IBM Verse is arguably the best email client you’ve never heard of and this points to the product’s Achilles’ heel. You see one of the problems with a user- focused, rather than an IT-focused, approach is that users have to get excited about the project. Now when Louis Gerstner executed the IBM turnaround, one of the cornerstones of his effort was a marketing organization staffed by the best people he could find, something he evidently learned from turning around Nabisco. He, unlike most of the folks running tech companies, recognized that perception leads to reality and that folks would need to see IBM as different first. The organization would have to create a marketing program aimed at users designed to get them excited about the offering and drive it into their organizations.

[ Related: How end-user guilt inspires IBM to improve your email experience ]

Unfortunately, Gerstner’s successor, Sam Palmisano, didn’t see the value and dismantled it about a decade ago. This means IBM has a product that could displace Exchange, but its lacks the capability to drive it into the market and Microsoft’s new CEO is far more user focused and so IBM’s window may close pretty quickly.  Apple might be able to help, but it is having its own execution problem of late.

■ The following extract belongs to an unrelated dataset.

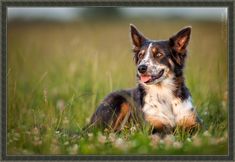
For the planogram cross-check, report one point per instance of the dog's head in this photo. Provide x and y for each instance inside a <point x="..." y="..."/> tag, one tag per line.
<point x="156" y="60"/>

There are a lot of lessons in the email battle, how a use- focused product can cut through a conflicted market like a hot knife through butter, how letting a better skunk works project win can assure success, how it is as important to innovate in a market you own as it is in a market you are entering, how thinking through people management policies should be part of product development, and how, sometimes, dominant companies create amazing opportunities for a challenger to innovate through.

But the big lesson is that if you don’t understand the power of marketing, instead of assuring success, you may instead be preventing it.  

With Verse, IBM has a powerful tool to retake the email market, but without an equally powerful marketing campaign, it can’t rise to its potential.